Chéreau Patrice
Chéreau rencontre le théâtre au lycée Louis-Le-Grand, où il participe au groupe de théâtre amateur avec Jean-Pierre Vincent, Jacques Schmidt, Jérôme Deschamps.
De 1966 à 1969 il se voit confier la direction du théâtre de Sartrouville, où il monte
les Soldats de Jacob Lenz. Il doit cependant mettre la clef sous la porte, pour cause de faillite et faute d'avoir pu, pour des raisons financières, établir le théâtre populaire dont il rêvait. Il séjourne alors longuement en Italie, de 1969 à 1972, en particulier au Piccolo Teatro de Milan, dirigé par Giorgio Strehler, qui influera de manière déterminante sur sa formation de metteur en scène.
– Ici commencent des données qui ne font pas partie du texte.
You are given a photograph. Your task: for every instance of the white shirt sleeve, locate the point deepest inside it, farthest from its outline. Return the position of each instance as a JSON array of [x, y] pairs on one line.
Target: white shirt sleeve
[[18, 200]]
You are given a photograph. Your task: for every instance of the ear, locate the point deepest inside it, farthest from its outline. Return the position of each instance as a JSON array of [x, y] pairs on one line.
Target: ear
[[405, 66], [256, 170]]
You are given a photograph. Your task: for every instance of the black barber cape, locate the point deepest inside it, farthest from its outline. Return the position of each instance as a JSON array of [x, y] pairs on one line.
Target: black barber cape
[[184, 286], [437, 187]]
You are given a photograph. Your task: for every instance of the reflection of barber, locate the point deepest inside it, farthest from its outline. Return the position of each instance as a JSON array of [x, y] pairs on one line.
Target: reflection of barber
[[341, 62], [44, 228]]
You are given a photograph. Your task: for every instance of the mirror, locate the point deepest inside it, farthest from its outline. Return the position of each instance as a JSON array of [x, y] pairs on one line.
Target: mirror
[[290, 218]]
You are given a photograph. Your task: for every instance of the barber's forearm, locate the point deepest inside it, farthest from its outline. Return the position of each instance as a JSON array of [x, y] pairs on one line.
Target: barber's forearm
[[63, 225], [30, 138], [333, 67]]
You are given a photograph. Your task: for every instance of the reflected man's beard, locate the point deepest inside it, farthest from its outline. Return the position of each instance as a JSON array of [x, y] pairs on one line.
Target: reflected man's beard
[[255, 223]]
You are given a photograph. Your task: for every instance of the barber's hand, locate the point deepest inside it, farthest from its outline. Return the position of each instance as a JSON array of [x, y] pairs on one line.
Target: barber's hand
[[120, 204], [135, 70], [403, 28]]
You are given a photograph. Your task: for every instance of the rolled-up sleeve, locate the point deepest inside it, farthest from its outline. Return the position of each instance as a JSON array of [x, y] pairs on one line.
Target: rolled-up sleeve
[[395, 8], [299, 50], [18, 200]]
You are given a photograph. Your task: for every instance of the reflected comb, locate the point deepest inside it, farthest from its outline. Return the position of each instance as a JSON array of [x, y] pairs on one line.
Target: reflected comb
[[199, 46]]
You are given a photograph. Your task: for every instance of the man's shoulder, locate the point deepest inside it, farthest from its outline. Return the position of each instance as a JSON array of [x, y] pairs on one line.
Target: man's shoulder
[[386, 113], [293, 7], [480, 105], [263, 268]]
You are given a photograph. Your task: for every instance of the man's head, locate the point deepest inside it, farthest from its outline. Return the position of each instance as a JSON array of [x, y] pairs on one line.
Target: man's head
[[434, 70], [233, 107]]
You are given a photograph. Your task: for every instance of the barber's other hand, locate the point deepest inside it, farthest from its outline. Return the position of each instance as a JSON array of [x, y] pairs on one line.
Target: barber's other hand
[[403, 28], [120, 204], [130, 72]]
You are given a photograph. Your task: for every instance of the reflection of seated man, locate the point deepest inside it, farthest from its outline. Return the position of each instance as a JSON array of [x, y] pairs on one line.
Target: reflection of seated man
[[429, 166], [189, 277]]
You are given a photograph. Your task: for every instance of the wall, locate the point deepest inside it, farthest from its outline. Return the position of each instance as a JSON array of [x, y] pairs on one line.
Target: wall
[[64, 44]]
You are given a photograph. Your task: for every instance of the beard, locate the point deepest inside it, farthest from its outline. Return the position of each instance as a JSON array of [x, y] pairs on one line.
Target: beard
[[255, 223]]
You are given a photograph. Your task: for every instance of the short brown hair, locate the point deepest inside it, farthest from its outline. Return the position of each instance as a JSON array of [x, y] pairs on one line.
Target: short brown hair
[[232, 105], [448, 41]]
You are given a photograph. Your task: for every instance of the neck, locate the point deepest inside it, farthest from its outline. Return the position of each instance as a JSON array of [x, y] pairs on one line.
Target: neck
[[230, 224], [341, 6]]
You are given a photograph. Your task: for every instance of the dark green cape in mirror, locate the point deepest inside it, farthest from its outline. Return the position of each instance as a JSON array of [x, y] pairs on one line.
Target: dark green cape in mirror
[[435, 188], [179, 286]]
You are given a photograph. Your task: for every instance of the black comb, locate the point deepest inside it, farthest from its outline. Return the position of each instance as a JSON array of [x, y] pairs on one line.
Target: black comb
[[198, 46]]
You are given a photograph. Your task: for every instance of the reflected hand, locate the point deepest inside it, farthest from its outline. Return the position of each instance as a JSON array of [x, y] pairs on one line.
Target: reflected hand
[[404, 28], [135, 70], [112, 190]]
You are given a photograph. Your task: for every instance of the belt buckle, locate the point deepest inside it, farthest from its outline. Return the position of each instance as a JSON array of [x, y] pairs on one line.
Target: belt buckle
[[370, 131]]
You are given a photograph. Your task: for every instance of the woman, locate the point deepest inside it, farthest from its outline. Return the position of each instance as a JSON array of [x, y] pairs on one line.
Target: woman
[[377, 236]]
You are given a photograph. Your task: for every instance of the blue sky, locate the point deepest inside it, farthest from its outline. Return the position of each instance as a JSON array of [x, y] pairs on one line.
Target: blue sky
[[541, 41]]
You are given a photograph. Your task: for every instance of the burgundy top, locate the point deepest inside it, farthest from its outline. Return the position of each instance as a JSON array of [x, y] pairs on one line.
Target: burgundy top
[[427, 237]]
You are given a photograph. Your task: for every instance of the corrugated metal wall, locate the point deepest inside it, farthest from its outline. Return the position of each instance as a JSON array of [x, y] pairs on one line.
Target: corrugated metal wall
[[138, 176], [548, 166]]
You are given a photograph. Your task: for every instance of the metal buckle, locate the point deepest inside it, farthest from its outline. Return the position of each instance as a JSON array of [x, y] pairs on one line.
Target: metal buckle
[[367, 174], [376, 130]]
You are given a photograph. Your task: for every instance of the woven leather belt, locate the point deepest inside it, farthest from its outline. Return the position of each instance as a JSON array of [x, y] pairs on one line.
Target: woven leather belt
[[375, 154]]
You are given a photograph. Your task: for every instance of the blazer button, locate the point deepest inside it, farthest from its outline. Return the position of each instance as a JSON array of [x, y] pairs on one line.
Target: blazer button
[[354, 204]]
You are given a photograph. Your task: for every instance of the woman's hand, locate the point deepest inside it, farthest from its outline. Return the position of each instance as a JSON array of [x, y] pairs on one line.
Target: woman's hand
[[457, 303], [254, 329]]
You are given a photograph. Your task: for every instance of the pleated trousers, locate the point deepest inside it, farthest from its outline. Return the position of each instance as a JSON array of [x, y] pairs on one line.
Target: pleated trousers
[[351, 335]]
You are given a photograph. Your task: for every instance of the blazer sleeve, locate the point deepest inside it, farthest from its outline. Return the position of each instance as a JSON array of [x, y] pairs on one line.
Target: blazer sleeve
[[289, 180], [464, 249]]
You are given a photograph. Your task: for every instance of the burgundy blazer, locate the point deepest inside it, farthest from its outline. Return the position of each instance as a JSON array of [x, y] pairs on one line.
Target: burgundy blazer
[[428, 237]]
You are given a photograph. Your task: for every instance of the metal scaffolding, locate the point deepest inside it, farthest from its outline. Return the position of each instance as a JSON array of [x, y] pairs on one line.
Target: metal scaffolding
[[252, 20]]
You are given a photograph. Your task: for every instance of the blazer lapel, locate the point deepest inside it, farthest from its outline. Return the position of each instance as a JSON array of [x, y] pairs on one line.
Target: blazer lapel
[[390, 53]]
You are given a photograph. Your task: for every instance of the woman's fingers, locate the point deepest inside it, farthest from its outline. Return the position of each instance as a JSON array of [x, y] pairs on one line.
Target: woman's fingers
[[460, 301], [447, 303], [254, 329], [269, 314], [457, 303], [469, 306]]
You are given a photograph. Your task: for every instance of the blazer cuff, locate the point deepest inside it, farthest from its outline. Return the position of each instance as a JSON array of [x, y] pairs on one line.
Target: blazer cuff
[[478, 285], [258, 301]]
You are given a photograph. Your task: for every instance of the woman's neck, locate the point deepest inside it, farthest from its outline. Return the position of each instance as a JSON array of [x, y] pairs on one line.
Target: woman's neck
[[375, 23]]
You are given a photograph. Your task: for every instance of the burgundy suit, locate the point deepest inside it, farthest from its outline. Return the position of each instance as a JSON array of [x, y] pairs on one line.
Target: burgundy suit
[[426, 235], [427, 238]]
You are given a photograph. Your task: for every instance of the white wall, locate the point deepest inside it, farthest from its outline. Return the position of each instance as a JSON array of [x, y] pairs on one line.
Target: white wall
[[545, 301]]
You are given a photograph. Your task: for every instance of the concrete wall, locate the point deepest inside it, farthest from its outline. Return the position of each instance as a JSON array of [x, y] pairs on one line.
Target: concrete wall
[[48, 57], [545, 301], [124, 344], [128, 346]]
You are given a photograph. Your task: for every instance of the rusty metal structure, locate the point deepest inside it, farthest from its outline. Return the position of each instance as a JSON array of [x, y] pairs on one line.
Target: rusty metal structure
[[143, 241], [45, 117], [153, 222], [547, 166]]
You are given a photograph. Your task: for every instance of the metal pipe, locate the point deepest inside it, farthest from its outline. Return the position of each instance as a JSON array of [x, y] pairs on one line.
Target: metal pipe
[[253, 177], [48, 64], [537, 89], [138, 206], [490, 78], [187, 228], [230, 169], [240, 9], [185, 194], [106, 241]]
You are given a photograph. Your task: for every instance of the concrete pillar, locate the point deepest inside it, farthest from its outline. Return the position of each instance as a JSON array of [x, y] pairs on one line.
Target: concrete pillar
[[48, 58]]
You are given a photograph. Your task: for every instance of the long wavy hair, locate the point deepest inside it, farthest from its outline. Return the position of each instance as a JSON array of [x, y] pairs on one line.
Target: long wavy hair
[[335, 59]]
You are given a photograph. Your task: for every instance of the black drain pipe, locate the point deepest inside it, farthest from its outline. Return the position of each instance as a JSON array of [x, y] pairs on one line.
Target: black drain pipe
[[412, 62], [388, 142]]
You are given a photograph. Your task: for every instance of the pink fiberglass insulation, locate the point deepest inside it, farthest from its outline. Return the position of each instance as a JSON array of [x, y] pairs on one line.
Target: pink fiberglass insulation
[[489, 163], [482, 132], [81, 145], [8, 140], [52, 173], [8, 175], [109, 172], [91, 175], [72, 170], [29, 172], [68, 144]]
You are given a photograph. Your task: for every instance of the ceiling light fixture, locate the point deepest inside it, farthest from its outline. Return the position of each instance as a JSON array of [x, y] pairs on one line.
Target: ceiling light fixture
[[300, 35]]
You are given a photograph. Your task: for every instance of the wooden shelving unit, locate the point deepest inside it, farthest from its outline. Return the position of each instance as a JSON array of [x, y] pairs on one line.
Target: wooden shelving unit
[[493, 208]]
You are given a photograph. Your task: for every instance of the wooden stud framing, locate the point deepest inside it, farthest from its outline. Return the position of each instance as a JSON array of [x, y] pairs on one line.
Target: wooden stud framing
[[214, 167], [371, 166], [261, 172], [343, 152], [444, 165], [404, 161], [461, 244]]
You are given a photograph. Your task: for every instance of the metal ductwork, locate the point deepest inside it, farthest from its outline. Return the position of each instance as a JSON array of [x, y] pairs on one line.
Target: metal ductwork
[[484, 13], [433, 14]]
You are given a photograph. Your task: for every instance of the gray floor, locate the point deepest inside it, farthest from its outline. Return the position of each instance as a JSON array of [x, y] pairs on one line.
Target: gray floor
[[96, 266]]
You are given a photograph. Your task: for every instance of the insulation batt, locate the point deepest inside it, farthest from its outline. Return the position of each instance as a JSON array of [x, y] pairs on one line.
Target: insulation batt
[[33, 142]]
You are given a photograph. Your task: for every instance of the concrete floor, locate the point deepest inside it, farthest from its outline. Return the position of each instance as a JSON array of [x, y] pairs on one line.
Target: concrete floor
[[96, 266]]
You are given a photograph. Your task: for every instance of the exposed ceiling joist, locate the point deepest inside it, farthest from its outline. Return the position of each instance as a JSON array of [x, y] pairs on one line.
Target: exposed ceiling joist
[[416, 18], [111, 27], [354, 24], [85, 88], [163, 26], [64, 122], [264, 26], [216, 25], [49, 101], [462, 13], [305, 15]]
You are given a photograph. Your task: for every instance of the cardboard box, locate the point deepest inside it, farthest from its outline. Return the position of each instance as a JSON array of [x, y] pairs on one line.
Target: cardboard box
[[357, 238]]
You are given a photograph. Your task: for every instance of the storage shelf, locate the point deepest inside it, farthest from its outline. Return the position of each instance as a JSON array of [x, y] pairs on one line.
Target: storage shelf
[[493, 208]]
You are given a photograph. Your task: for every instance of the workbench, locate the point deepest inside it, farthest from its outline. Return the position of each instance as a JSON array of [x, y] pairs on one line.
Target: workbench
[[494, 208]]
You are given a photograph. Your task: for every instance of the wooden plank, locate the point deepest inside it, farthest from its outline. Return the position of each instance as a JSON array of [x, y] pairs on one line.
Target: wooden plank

Rentré en France, il codirige avec Roger Planchon et Robert Gilbert le Théâtre National Populaire de Villeurbanne. Là, il monte
la Dispute de Marivaux, en 1973. C'est son premier grand succès. Il a montré qu'on pouvait sortir Marivaux du marivaudage : "Marivaux ouvre la porte et Sade entre", écrit-il.
De 1976 à 1980 il travaille à Bayreuth avec Pierre Boulez sur le
Ring de Wagner, remaniant sans cesse, jusqu'à obtenir l'immense succès qu'on connait. Chéreau cherche à l'Opéra "une sorte d'incandescence du théâtre".
Son équipe, formée de Jacques Schmidt, costumier, et Richard Peduzzi, décorateur, est désormais en place. Il montre un autre spectacle-somme : le
Peer Gynt d'Ibsen, où il déploie toutes les faces de son talent, participant même aux décors.
En 1982 il est codirecteur (avec Catherine Tasca) du Théâtre des Amandiers de Nanterre. Il mêle scène théâtrale, école de théâtre et cinéma dans le même lieu. Là, il monte la quasi-totalité de l'oeuvre de Koltès, et travaille dans la proximité immédiate de l'auteur.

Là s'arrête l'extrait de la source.